Lancer as a WesternRating: 1 likes, 0 dislikes
Lancer, created by Sam Peeples, aired in September of 1968; at the end of the long era of TV westerns. Although, at its debut, it was compared to both Bonanza and Big Valley, the show was not a clone of these earlier western dramas.
Lancer was more intense, and its characters more complex. The hour long pilot (with minimum edits) was the most powerful of the shows that were broadcast. Taking place in the early 1870's, the story began with an introduction to the two Lancer sons: Scott, a privlidged Bostonian (Wayne Maunder); and Johnny (James Stacy), a young man about to die in front of a Mexican firings squad.
The fates bring them together in California when both young men are passengers on a stage heading for Morro Coyo. There is a playful exchange between the two even before the stage arrives in town: the brash young pistolero teasing what he perceives to be some eastern dandy.
When the stage arrives in Morro Coyo, it is greeted by the young woman, Teresa O'Brien.

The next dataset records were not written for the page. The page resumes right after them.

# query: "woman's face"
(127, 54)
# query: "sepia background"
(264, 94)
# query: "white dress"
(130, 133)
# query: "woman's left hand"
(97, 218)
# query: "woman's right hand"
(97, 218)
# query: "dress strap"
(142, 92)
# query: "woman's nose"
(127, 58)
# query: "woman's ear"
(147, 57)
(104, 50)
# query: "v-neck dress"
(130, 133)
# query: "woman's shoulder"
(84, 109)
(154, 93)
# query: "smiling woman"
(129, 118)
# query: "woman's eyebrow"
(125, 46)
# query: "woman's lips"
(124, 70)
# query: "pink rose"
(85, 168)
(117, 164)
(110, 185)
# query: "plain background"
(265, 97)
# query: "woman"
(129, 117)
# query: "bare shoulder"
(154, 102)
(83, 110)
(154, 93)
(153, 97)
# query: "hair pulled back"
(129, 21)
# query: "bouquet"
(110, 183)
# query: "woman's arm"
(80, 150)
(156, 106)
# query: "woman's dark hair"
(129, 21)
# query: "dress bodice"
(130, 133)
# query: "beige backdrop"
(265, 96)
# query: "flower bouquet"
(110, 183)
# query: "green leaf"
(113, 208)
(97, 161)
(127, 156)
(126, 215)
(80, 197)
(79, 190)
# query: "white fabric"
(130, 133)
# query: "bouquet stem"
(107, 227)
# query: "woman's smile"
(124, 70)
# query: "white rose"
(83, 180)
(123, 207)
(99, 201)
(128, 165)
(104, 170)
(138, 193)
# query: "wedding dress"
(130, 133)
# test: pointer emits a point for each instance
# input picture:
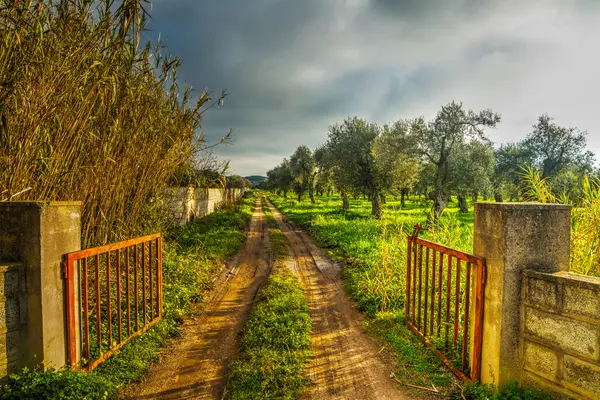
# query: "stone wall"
(561, 333)
(188, 203)
(33, 237)
(13, 317)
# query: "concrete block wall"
(561, 333)
(188, 203)
(13, 317)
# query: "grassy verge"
(191, 257)
(275, 344)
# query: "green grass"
(191, 257)
(373, 253)
(275, 343)
(278, 241)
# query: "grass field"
(374, 256)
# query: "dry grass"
(88, 114)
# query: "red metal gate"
(119, 293)
(444, 303)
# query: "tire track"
(345, 363)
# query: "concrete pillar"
(513, 237)
(37, 234)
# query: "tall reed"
(89, 114)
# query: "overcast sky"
(293, 67)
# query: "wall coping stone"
(524, 205)
(565, 277)
(41, 203)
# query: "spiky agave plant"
(585, 219)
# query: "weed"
(275, 343)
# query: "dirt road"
(196, 366)
(345, 363)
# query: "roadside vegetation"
(275, 343)
(191, 257)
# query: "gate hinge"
(483, 273)
(65, 270)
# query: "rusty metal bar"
(407, 296)
(449, 251)
(448, 295)
(441, 355)
(143, 281)
(433, 268)
(151, 288)
(159, 275)
(128, 301)
(466, 317)
(478, 327)
(86, 318)
(79, 254)
(68, 272)
(119, 295)
(440, 270)
(456, 306)
(108, 306)
(98, 311)
(420, 299)
(426, 292)
(152, 277)
(447, 309)
(135, 289)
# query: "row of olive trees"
(449, 155)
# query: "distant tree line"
(449, 155)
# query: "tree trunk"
(345, 201)
(439, 205)
(376, 204)
(462, 203)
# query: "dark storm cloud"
(294, 67)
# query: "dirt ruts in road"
(345, 363)
(196, 366)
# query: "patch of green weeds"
(275, 343)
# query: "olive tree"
(350, 145)
(302, 165)
(438, 139)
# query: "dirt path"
(345, 363)
(196, 366)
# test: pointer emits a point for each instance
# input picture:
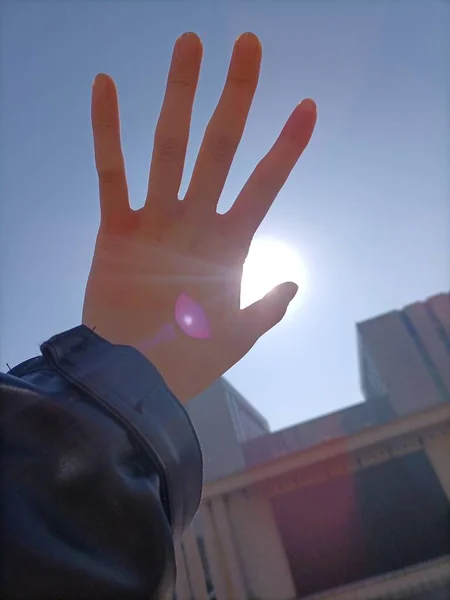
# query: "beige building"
(353, 505)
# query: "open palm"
(166, 278)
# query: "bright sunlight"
(269, 263)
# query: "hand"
(166, 278)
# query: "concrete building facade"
(354, 505)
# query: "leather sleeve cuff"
(131, 390)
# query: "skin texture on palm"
(166, 278)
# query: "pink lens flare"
(191, 318)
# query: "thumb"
(259, 317)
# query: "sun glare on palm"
(269, 263)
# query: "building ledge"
(404, 584)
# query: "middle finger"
(226, 126)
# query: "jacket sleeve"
(100, 470)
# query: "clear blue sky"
(368, 205)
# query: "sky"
(367, 207)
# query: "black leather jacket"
(100, 471)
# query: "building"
(224, 421)
(354, 505)
(404, 355)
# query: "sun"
(269, 263)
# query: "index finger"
(261, 189)
(107, 147)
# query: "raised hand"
(166, 278)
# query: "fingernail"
(291, 290)
(248, 44)
(308, 105)
(188, 46)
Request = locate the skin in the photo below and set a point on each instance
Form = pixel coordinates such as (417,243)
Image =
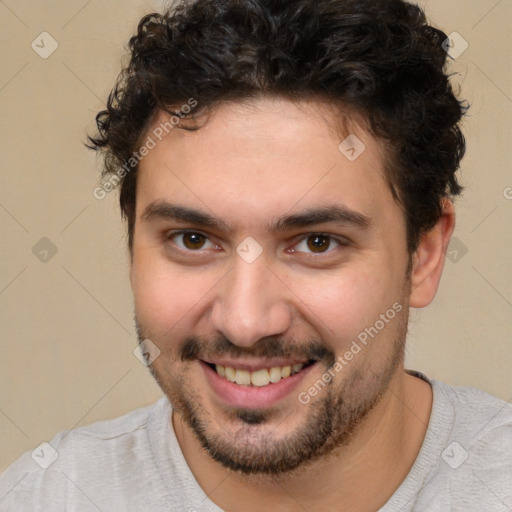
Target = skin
(249,164)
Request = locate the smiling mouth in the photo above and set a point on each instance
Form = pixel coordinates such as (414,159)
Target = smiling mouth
(258,378)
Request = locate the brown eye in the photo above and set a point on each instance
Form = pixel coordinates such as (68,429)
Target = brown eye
(318,243)
(193,240)
(190,240)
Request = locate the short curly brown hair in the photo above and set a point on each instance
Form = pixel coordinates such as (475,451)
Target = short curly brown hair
(379,58)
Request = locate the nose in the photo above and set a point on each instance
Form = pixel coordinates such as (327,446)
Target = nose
(251,303)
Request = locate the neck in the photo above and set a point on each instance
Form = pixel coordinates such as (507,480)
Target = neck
(361,475)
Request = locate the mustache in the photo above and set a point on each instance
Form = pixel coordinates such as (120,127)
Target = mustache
(195,347)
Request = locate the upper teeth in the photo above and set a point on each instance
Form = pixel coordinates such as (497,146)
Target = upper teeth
(259,377)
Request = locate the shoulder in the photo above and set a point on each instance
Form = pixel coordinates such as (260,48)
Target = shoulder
(477,415)
(90,455)
(475,463)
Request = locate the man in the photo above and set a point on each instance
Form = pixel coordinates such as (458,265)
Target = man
(286,173)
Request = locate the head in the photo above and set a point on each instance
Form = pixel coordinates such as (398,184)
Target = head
(308,149)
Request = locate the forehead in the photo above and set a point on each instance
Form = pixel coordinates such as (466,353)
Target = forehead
(264,157)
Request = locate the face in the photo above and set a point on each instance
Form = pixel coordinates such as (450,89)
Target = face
(270,271)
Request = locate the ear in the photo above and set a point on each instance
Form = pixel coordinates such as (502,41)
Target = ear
(428,259)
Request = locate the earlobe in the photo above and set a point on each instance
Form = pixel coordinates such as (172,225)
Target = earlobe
(428,259)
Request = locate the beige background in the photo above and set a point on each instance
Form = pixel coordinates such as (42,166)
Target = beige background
(67,328)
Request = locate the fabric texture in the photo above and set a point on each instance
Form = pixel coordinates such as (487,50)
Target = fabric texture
(134,463)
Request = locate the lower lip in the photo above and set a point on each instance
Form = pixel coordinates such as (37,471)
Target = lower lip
(253,397)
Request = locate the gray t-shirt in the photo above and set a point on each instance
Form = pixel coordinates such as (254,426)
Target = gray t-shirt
(134,463)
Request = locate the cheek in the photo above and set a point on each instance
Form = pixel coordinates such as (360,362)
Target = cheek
(342,305)
(165,297)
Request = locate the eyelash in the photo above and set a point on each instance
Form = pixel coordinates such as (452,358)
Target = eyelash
(341,242)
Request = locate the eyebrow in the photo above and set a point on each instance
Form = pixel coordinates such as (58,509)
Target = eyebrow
(334,213)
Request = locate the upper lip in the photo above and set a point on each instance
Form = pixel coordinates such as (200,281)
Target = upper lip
(253,364)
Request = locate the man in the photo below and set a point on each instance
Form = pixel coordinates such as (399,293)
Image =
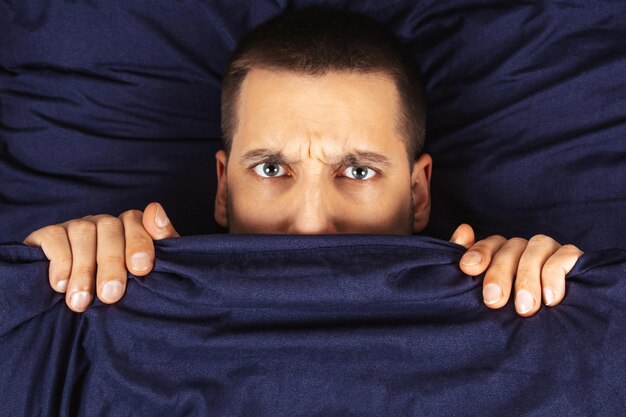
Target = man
(323,123)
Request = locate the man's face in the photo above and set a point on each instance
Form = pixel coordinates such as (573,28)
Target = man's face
(320,154)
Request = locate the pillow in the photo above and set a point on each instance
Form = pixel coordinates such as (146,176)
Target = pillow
(310,325)
(108,106)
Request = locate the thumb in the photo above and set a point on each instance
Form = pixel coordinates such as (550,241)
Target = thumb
(156,222)
(464,236)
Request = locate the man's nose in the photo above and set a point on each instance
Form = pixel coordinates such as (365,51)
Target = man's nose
(312,213)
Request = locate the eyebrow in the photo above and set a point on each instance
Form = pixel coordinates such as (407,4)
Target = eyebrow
(358,158)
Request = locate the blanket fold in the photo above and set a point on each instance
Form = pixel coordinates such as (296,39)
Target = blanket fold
(361,325)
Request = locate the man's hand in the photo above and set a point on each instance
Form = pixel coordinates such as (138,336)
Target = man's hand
(535,264)
(95,252)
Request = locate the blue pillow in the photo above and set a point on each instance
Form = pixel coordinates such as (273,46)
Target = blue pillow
(106,106)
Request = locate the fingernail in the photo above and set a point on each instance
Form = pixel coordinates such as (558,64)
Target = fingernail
(62,285)
(140,261)
(548,295)
(160,218)
(524,301)
(80,300)
(471,258)
(112,290)
(492,293)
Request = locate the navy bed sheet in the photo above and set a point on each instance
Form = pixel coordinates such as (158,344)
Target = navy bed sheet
(108,105)
(310,326)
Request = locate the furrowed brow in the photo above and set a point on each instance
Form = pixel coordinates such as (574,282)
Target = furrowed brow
(263,155)
(365,159)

When she calls out for Mr. Lancer, both young men respond. Things get even more interesting from there.
The meeting with their father (Andrew Duggan) is tense: both young men obviously have questions as to why the man has been absent from their life. Before any questions can be broached, the fire bell rings, and the ranch is attacked by the outlaw and landgrabber, Day Pardee.
And so the adventure begins: father and sons reunited in a common cause to save their land. It is going to be a bumpy ride.